Let $X=(X_n:n\in\mathbb{Z}_+)$ be a sequence of i.i.d. numbers uniformly distribute on $\{1,\ldots, 10\}$. the number that one of the friend chooses. Let $(\varepsilon_n:n\in\mathbb{N})$ be a sequence of i.i.d Bernoulli numbers with parameter $p=1/5$ and independent form $X$.

The outcome the game $n$ in the problem you are referring to is $$ Y_n=\varepsilon_n X_0 + (1-\varepsilon_n)X_n$$

$$E[\frac1n\sum^n_{k=1}Y_k|X_0]=\frac15X_0+\frac{22}5$$

An estimator for $X_0$ is $$\widehat{X}_{0,n}=\frac{5}{n}\sum^n_{k=1}Y_k - 22$$ or $\lfloor \hat{X}_{0,n}+.5\rfloor$.

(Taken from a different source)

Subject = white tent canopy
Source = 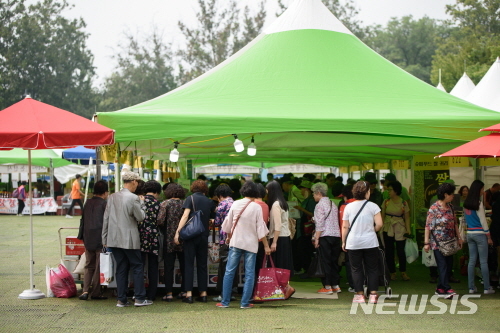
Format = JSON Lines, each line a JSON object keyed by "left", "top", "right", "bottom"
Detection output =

Here is an R implementation of this game:

    ################

x0 <- sample(1:10,1)  # friend's choice


myprediction <- function(ngames,x0){
  epsilon <- 1*(runif(ngames) <= .2)  # games at which x0 is actually reveil purposely
  xgame <- sample(1:10, ngames, replace = T)
  y <- epsilon*x0 + (1-epsilon)*xgame  # number revieal by friend
  floor(5*mean(y)-22+.5)
}

myprediction <- Vectorize(myprediction, vectorize.args = "ngames")

## example
c(x0,myprediction(ngames =100, x0=x0))

ypred <- myprediction(1:5000,x0)


## estimate number of times prediction was correct

gamesize <- seq(10,5000, by = 15)
freq <- vector(mode = 'numeric', length = length(gamesize))
for(n in 1:length(gamesize)){
  games <- sapply(1:10000,function(x){myprediction(gamesize[n],x0)})
  freq[n] <- length(which(games == x0))/ length(games)
}

plot(gamesize,freq, type = 'l')
abline(h=.9, col = 'red', lwd=3, lty=2)

Here is a plot of the frequency of success in 10000 repetitions of games of different sizes (10 to 5000 increments by 15 games)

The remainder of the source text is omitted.